Иезуит, отец Джон Мак-Лафлин, с месяц или около того упивался ролью «духовника Никсона», но его звезда померкла, когда стало известно, что за свои труды он получает больше двадцати пяти тысяч баксов и живет в апартаментах-люкс в «Уотергейте». Церковное начальство пришло в ужас, но Мак-Лафлин от него отмахнулся и лишь добавил пыла речам. Но под конец Клоусон не смог снести настойчивых слухов, что добрый иезуит намерен жениться на своей подружке. Поговаривали, это было уже чересчур для генерала Хейга, главы штата Белого дома, чей брат был настоящим священником в Балтиморе. Проведя шесть головокружительных недель на национальной сцене, Мак-Лафлин внезапно исчез, и с тех пор о нем ничего не слышали.
Но Клоусон не стушевался. Как только священника разоблачили, он выставил другого святого, раввина Баруха Корфа, истинного психа, у которого едва хватало мозгов завязать шнурки на ботинках, но который с готовностью пускал в ход свое имя и чокнутые разглагольствования, куда бы ни нацеливал его Клоусон. Под знаменем Национального гражданского комитета за справедливость по отношению к президенту он по всей стране «организовывал» митинги, званые обеды и пресс-конференции. Главным его спонсором был Гамильтон Фиш-старший, известный фашист и отец конгрессмена от Нью-Йорка Гамильтона Фиша-младшего, которому принадлежал один из решающих голосов республиканцев в судебной комиссии Конгресса, хотя сам он втихаря проголосовал за импичмент.
«Всего месяц назад ветры судьбы вокруг президента Никсона словно бы улеглись. В осведомленных кругах Вашингтона нарастает уверенность, что кампания импичмента выдыхается… [Но] теперь очевидно, что „осведомленные“ ошибались, приняв за прояснение прореху в тучах…»

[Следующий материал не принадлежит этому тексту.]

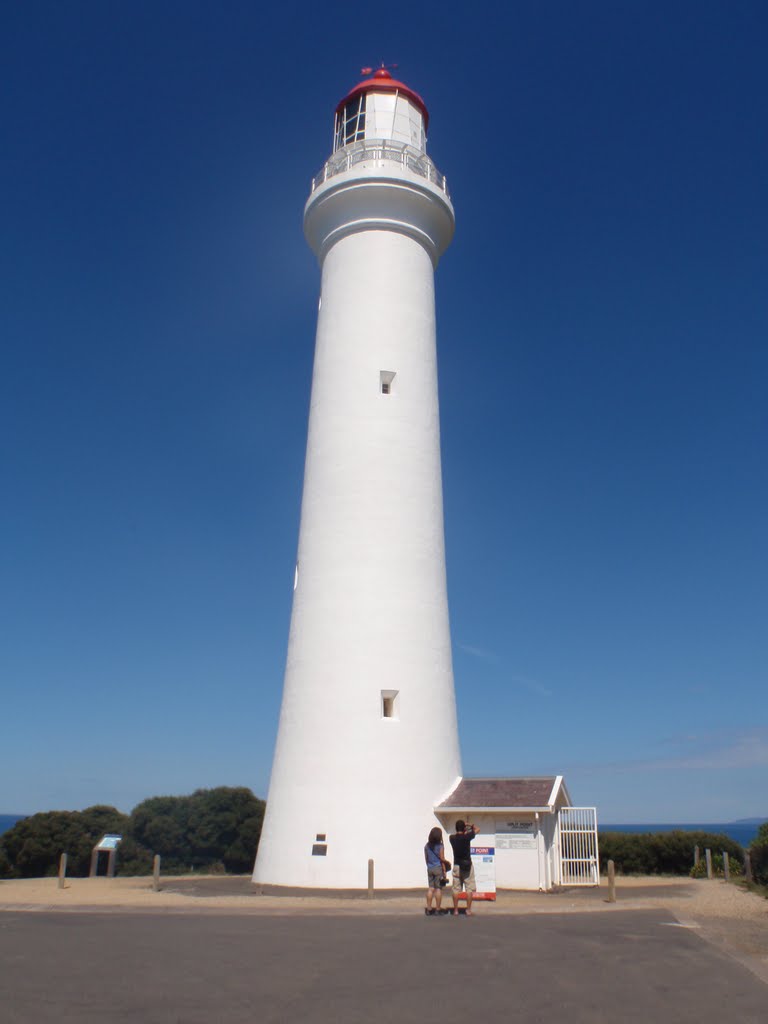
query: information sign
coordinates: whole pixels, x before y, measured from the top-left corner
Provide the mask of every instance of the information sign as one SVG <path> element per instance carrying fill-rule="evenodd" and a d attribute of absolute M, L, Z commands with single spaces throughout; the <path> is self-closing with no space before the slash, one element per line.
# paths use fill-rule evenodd
<path fill-rule="evenodd" d="M 491 835 L 476 835 L 469 852 L 472 856 L 472 865 L 475 869 L 475 885 L 477 891 L 476 900 L 496 899 L 496 849 L 494 837 Z"/>
<path fill-rule="evenodd" d="M 122 836 L 102 836 L 95 848 L 97 850 L 116 850 L 122 839 Z"/>
<path fill-rule="evenodd" d="M 535 850 L 536 823 L 533 821 L 497 821 L 496 847 L 499 850 Z"/>

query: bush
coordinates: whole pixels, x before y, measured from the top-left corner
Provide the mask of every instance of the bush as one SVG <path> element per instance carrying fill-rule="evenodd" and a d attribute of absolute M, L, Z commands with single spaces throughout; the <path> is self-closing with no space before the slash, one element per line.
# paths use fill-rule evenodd
<path fill-rule="evenodd" d="M 768 821 L 760 826 L 749 844 L 749 859 L 754 880 L 758 885 L 768 885 Z"/>
<path fill-rule="evenodd" d="M 707 860 L 703 852 L 699 863 L 694 864 L 688 873 L 691 878 L 707 877 Z M 722 853 L 712 854 L 712 874 L 715 878 L 725 878 L 725 858 Z M 741 861 L 734 860 L 730 854 L 728 854 L 728 874 L 731 878 L 738 878 L 739 875 L 744 874 L 744 868 Z"/>
<path fill-rule="evenodd" d="M 88 874 L 91 850 L 105 832 L 125 835 L 128 818 L 114 807 L 88 807 L 84 811 L 46 811 L 17 821 L 0 836 L 0 866 L 3 855 L 11 878 L 41 878 L 55 875 L 59 857 L 67 854 L 67 874 Z"/>
<path fill-rule="evenodd" d="M 606 871 L 608 861 L 612 860 L 616 870 L 625 875 L 688 875 L 696 846 L 702 860 L 705 849 L 719 857 L 721 870 L 723 850 L 728 854 L 731 870 L 741 869 L 744 851 L 735 840 L 710 832 L 683 831 L 601 832 L 600 869 Z"/>
<path fill-rule="evenodd" d="M 151 797 L 130 816 L 114 807 L 33 814 L 0 836 L 0 877 L 55 875 L 62 853 L 67 874 L 87 876 L 91 851 L 105 832 L 123 836 L 118 875 L 151 874 L 156 853 L 165 874 L 250 871 L 265 807 L 250 789 L 219 786 L 191 796 Z"/>
<path fill-rule="evenodd" d="M 265 807 L 242 786 L 152 797 L 133 809 L 131 835 L 145 850 L 160 854 L 166 873 L 202 871 L 217 863 L 232 873 L 250 871 Z"/>

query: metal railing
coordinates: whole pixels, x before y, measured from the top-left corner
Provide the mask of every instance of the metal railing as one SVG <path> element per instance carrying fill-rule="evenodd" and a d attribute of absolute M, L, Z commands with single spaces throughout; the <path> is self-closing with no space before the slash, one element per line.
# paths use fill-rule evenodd
<path fill-rule="evenodd" d="M 364 139 L 338 150 L 326 160 L 325 166 L 312 179 L 312 191 L 334 175 L 363 163 L 371 167 L 385 167 L 388 164 L 405 167 L 419 177 L 426 178 L 450 197 L 445 175 L 438 171 L 426 153 L 404 142 L 391 142 L 387 139 Z"/>

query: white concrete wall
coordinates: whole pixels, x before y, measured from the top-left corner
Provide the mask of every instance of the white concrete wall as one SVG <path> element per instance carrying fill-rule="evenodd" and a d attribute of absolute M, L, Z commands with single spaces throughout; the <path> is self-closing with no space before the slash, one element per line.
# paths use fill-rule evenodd
<path fill-rule="evenodd" d="M 550 889 L 552 887 L 551 860 L 553 857 L 552 844 L 554 842 L 555 816 L 553 814 L 539 814 L 538 821 L 533 812 L 517 811 L 494 811 L 492 813 L 475 814 L 465 812 L 461 814 L 452 813 L 439 815 L 440 825 L 445 833 L 445 841 L 448 843 L 448 836 L 455 831 L 457 818 L 463 818 L 466 822 L 476 825 L 483 835 L 495 837 L 494 842 L 494 868 L 496 872 L 497 889 L 524 889 L 533 890 Z M 531 849 L 501 849 L 498 845 L 497 832 L 499 822 L 507 820 L 525 821 L 533 825 L 535 846 Z M 448 859 L 452 860 L 450 852 Z"/>
<path fill-rule="evenodd" d="M 363 888 L 371 857 L 377 886 L 422 886 L 432 808 L 461 773 L 434 254 L 398 230 L 334 238 L 322 267 L 297 586 L 254 881 Z M 389 395 L 382 371 L 395 374 Z M 382 718 L 382 690 L 398 693 L 395 719 Z M 311 853 L 318 833 L 325 857 Z"/>

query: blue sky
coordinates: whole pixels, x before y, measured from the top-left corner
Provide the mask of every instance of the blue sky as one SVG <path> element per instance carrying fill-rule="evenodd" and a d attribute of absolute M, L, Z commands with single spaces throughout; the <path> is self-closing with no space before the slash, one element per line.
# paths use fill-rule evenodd
<path fill-rule="evenodd" d="M 359 69 L 430 108 L 467 775 L 768 813 L 762 4 L 10 5 L 0 811 L 266 795 Z M 428 744 L 429 738 L 425 737 Z"/>

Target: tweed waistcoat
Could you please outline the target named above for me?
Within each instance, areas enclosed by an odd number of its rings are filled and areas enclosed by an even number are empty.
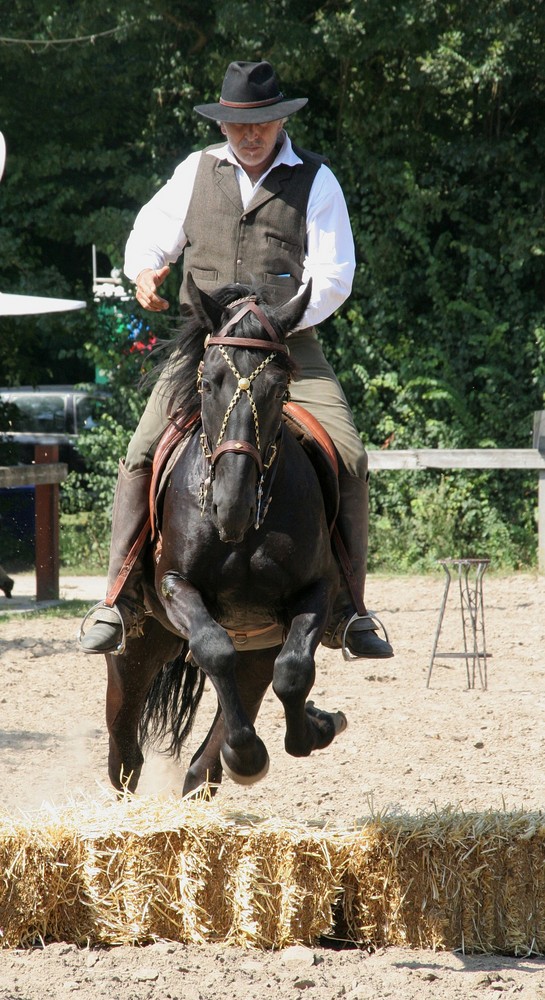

Р. У. Эппл-младший. New York Times, 28 июля 1974
Но Никсон был обречен уже к тому времени, когда комиссия Родино добралась до голосования. Единогласное голосование в Верховном суде по вопросу о «президентских привилегиях» в отношении шестидесяти четырех спорных пленок явилось началом конца. Никсон давно уже знал, что оглашение содержимого пленок его прикончит, но снова и снова лгал относительно этого самого содержимого: не только прессе и обществу, но также жене, дочерям и ярым приверженцам в своей собственной администрации. Он лгал о пленках Барри Голдуотеру и Джерри Форду, Хью Скотту и Джону Родесу, Элу Хейгу и Пату Бьюкенену, лгал даже собственному адвокату Джеймсу Сент-Клэру, который, как и остальные, был настолько глуп, что поверил своему клиенту, когда тот клялся и божился, что записи, которые он не позволяет никому прослушать, в конечном итоге докажут его невиновность.
На деле оба его адвоката сделали все возможное, чтобы избежать прослушивания треклятых записей. Потребовалось прямое распоряжение судьи Сирики по обоим случаям отдельно, чтобы принудить Бузхардта и Сент-Клэра прослушать записи. Первым был Бузхардт, и уже через несколько часов прослушивания судьбоносного разговора с Хальдеманом 23 июня 1972 года его отвезли в палату реанимации в частной больнице в Виргинии с тяжелым «сердечным приступом», из-за которого он почти на два месяца сделался недоступен.